Wzięłam swoją torebkę i weszłam do łazienki, z torebki wyjęłam swój perfum i postawiłam go na półkę między ich kosmetyki.  Wróciłam do Justina i dokończyliśmy dzieła. Justin nie opierał się wcale. Pchał jakbym znów była z nim. Nie przejmował się niczym, a gdy oboje doszliśmy ,usłyszeliśmy szarpanie za klamkę.

- To Chanel - powiedział Justin - Ubieraj się i wyjdź tylnymi drzwiami
- Jakbym nie wiedziała . Pasuje Ci takie rozwiązanie ,hm?
- Jakie?
- Seks bez zobowiązań. Zawsze wiedziałam ,że taki jesteś. Może kiedyś zrozumiesz dlaczego - dodałam zapinając sukienkę.
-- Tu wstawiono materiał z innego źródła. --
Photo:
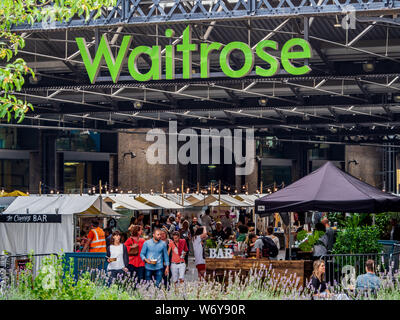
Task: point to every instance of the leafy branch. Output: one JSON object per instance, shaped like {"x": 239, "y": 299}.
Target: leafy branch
{"x": 17, "y": 12}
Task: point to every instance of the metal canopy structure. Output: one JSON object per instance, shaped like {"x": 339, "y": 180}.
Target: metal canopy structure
{"x": 352, "y": 94}
{"x": 140, "y": 12}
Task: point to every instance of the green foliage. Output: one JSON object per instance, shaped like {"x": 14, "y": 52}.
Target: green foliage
{"x": 338, "y": 218}
{"x": 382, "y": 222}
{"x": 307, "y": 241}
{"x": 15, "y": 12}
{"x": 354, "y": 240}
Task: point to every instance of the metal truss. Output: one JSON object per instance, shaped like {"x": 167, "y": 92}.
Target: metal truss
{"x": 139, "y": 12}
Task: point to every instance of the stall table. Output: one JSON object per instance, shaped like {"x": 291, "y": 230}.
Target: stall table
{"x": 302, "y": 268}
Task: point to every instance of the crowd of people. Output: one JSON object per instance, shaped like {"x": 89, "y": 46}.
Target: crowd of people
{"x": 160, "y": 253}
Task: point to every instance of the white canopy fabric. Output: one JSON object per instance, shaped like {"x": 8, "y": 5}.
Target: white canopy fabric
{"x": 66, "y": 204}
{"x": 235, "y": 202}
{"x": 194, "y": 197}
{"x": 128, "y": 202}
{"x": 226, "y": 201}
{"x": 158, "y": 202}
{"x": 177, "y": 198}
{"x": 42, "y": 238}
{"x": 248, "y": 198}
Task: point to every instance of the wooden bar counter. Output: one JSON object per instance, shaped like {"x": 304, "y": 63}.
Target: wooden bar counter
{"x": 302, "y": 268}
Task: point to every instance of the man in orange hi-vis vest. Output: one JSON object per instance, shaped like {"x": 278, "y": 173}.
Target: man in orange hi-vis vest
{"x": 97, "y": 239}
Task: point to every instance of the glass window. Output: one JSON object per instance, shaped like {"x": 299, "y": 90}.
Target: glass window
{"x": 14, "y": 175}
{"x": 90, "y": 172}
{"x": 278, "y": 174}
{"x": 84, "y": 141}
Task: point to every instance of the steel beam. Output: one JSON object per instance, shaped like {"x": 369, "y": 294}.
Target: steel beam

Zbiegłam na dół  i wyszłam tylnymi drzwiami. Justin wpuścił do domu Chanel. A ja odjechałam zadowolona z siebie i z tego co zrobiłam.

JUSIN


Chyba wciąż nie znam dobrze Kate, nie spodziewałem się ,że coś takiego zrobi.
Ale podobało mi się to, mimo,że w sumie potraktowała mnie tak ja ją ostatnio. Może taki był jej plan? Bym znów zapragnął jej ciała? Bym znów zechciał z nią się kochać... Chyba zadziałało..  Gdy tylko uciekła , ubrałem się, uspokoiłem i poszedłem otworzyć drzwi. Stała tam Chanel.

- Wiedziałem,że wrócisz.
- Kocham Cię to wracam. Nie chciałam się tak kłócić.
- Wejdź mała.

Chanel weszła do środka z zapłakanymi oczami. Pogłaskałem ją po głowie i ucałowałem w nosek. Zacząłem żałować sytuacji sprzed chwili. Przecież Ona nic mi takiego nie zrobiła. Dlaczego ja jej coś takiego wyczyniam? Jestem złym człowiekiem. A może po prostu chciałem .. chciałem się poczuć tak jak kiedyś?  Jak sprzed czterech lat, chciałem czuć ciało Kate, jej piersi, jej gorący dotyk.  Nic nie sprawi ,że poczuję się tak jak przy niej. Ale nie musiałem się aż do tego posuwać...  Ale przecież to był tylko seks, nic nie znaczący, bez uczuć. Nie angażowaliśmy się w niego. Chanel poszła do łazienki zmyć makijaż. Pamiętam,że lata temu ktoś powiedział mi ,że powinienem być ostrożny jeśli chodzi o miłość. Tak zrobiłem. Moje złudzenie, mój błąd. A teraz, kiedy wszystko jest skończone ,nie mam nic do powiedzenia. Odeszłaś, bez wysiłku. Wygrałaś. Wszystko co mieliśmy,przepadło. Byłem szczęśliwy, moje serce zostało złamane. Wszystkie moje rany znów są otwarte. Wszystko to na co liczyłem jest niemożliwe. Trudno jest się odkochać, uwierzyć w wyimaginowaną miłość. Utracone zaufanie, złamane serce.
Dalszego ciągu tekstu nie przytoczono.